MINDBRIDGE by Joe Haldeman

“Are you hurt?” Sampson said. “Are you all right?” Jacque tongued his outside channel and answered in chorus with Carol that they were all right. “What’s going on?”

“Jeeves came back. . . catatonic. You’re all right, though?”

“Hell, yes. Get us out of these damned tanks!” To Carol: “That’s why we couldn’t get through to her… must have been within a couple of hours-“

“-when she saw the ship,” Carol said. “What could it have been?”

Something I’m glad I didn’t see, Jacque thought. She’s a tough old bird.

Sampson led them around back and helped them out of their suits. “Doc says bring along the bridge,” he told Jacque. “Maybe you can get through to her.”

She was lying on a cot in a room next to the crystal, surrounded at a distance by a large circle of people. A fold of cloth covered a token of her nakedness. She was pale and flaccid and seemed not to be breathing; only her eyes showed life. They moved behind bruised slits.

When Jacque and Carol broke through the circle, Tania tried to sit up. The doctor pushed her back down with his knuckles, trying not to poke her with the empty hypodermic needle he held.
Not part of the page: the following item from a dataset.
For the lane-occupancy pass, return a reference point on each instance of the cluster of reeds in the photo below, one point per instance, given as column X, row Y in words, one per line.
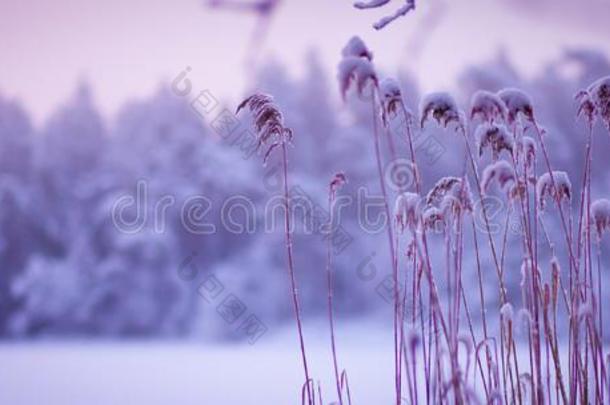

“Lie still for a moment. I’m trying to find a vein.” He kneaded the inside of her elbow with his thumb. “Blood test,” he said in Jacque’s direction. He made a pinch of skin and slid the needle in.

The transparent cylinder filled up with yellow fluid.

The doctor dropped the hypodermic as if stung. “L’vrai!”

It stood up and swept him aside with a casual backhand to the chest. It pointed at Jacque.

They all shrank back. “I’ll get the laser,” somebody said. They had one mounted by the crystal, in case.

“Can’t,” Sampson said. “It’s permanently mounted.” Jacque was standing his ground, staring at the thing that looked like Tania. “Get me a wrench, anything. I’ll kill it.”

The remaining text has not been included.